Rights Commission. But the scope of such enquiry is certainly not identical. It cannot be denied that such enquiry was held following a procedure

which for reasons mentioned earlier cannot just brush aside the result of investigation made by the Central Bureau of Investigation under the

direction given by the High Court in connection with a writ application.

35. The scope and ambit of an application u/s 482 of the Cr. PC cannot be so widened so as to frustrate the process of law.

36. Learned Trial Court while framing charge appears to have taken into consideration all relevant materials which include the materials disclosed

in course of investigation.

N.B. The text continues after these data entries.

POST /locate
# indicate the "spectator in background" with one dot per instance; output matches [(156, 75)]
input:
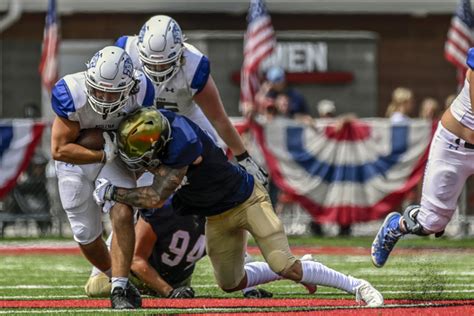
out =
[(449, 100), (401, 106), (429, 109), (275, 85), (326, 109)]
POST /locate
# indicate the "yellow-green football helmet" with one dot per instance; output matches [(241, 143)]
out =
[(141, 137)]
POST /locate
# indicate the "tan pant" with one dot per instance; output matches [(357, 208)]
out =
[(226, 238)]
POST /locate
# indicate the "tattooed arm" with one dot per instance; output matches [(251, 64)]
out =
[(166, 181)]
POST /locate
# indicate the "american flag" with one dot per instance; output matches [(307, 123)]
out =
[(48, 67), (259, 42), (460, 39)]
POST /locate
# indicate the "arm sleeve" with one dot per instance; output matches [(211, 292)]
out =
[(201, 75), (61, 100)]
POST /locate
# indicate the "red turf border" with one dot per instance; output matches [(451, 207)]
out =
[(221, 303), (297, 250)]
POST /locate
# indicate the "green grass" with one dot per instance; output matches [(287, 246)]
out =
[(423, 276)]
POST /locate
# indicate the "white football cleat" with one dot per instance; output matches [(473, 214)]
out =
[(311, 288), (367, 293)]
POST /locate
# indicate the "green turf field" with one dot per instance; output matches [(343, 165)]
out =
[(415, 274)]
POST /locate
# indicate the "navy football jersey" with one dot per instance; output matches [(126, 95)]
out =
[(180, 242), (211, 187)]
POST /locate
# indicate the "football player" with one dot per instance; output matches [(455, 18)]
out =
[(186, 161), (98, 98), (183, 83), (449, 165), (167, 246)]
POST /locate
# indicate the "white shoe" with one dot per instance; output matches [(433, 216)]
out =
[(311, 288), (367, 293)]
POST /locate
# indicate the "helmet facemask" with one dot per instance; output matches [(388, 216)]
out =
[(160, 48), (106, 100), (142, 138), (109, 80)]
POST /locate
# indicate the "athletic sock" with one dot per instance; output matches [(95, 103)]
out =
[(119, 282), (319, 274), (259, 273), (108, 273)]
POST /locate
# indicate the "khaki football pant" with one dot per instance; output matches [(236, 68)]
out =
[(226, 238)]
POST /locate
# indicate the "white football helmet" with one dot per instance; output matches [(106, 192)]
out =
[(160, 47), (109, 80)]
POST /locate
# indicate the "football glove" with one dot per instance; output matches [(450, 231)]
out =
[(182, 292), (110, 147), (251, 167), (103, 191), (257, 293)]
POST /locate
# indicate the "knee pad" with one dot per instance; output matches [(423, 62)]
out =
[(279, 261), (84, 235), (98, 286), (411, 223)]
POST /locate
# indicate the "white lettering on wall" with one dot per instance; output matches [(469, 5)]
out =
[(299, 57)]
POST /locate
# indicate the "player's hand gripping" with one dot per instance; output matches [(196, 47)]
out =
[(182, 292), (110, 147), (251, 166), (103, 191)]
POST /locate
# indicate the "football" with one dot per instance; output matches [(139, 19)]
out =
[(91, 138)]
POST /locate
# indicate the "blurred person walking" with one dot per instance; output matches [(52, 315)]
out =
[(430, 109), (401, 106)]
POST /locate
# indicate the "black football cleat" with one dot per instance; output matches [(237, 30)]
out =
[(258, 293), (133, 295), (119, 299)]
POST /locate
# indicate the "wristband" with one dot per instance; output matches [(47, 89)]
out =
[(242, 156), (111, 193), (104, 158)]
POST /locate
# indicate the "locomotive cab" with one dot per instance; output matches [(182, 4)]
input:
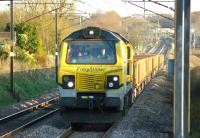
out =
[(95, 71)]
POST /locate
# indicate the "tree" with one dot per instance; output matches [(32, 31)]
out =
[(27, 37)]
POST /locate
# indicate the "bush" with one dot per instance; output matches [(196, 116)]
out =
[(24, 56)]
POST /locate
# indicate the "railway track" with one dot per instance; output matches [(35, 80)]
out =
[(14, 123), (70, 132)]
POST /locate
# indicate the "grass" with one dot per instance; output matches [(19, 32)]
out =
[(27, 84)]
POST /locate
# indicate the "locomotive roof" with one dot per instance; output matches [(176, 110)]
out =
[(103, 34)]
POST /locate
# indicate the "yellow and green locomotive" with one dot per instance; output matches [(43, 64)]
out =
[(98, 75), (95, 70)]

There is no scope for giving weight to the findings of the enquiry held under order of the Human Rights Commission at

that stage. This in no way attempts to undermine the role of Human Rights Commission and by no stretch of imagination it can be said that such a

Commission is in any way is of less importance. In fact, there is no reason for going into that aspect of the matter within the scope of the present

application. It is perhaps sufficient to mention that the Human Rights Commission, both at the National and State level, are of great significance and

the directions given by such Commission have far-reaching consequences. In fact, such Commissions can certainly play significant role in meeting

the aspirations of the people and finally, in building up a society where the mind is without fear and the head is held high. It can help us to have a

future where knowledge is free and the world is not broken up into fragments by narrow domestic walls.

37. Considering all such facts and circumstances and having regard to the discussion as made earlier, I find it difficult to appreciate the grievances,

as ventilated by learned Counsel Mr. Basu, appearing on behalf of the petitioner. There is sufficient prima facie material so as to justify framing of

charge against the present petitioner. The learned Trial Judge is perfectly justified in framing charges against the present petitioner.

38. Having regard to the nature and gravity of the alleged offences and the right of the accused persons to get speedy justice, learned Trial Court is

directed to proceed with the trial of the case on priority basis and, of course, by fixing up consecutive dates for taking of evidence.

39. The present application being C.R.R. No. 2293 of 2003 be dismissed on contest.

40. The Registrar (Administration) may ensure communication of this order to the learned Trial Court forthwith.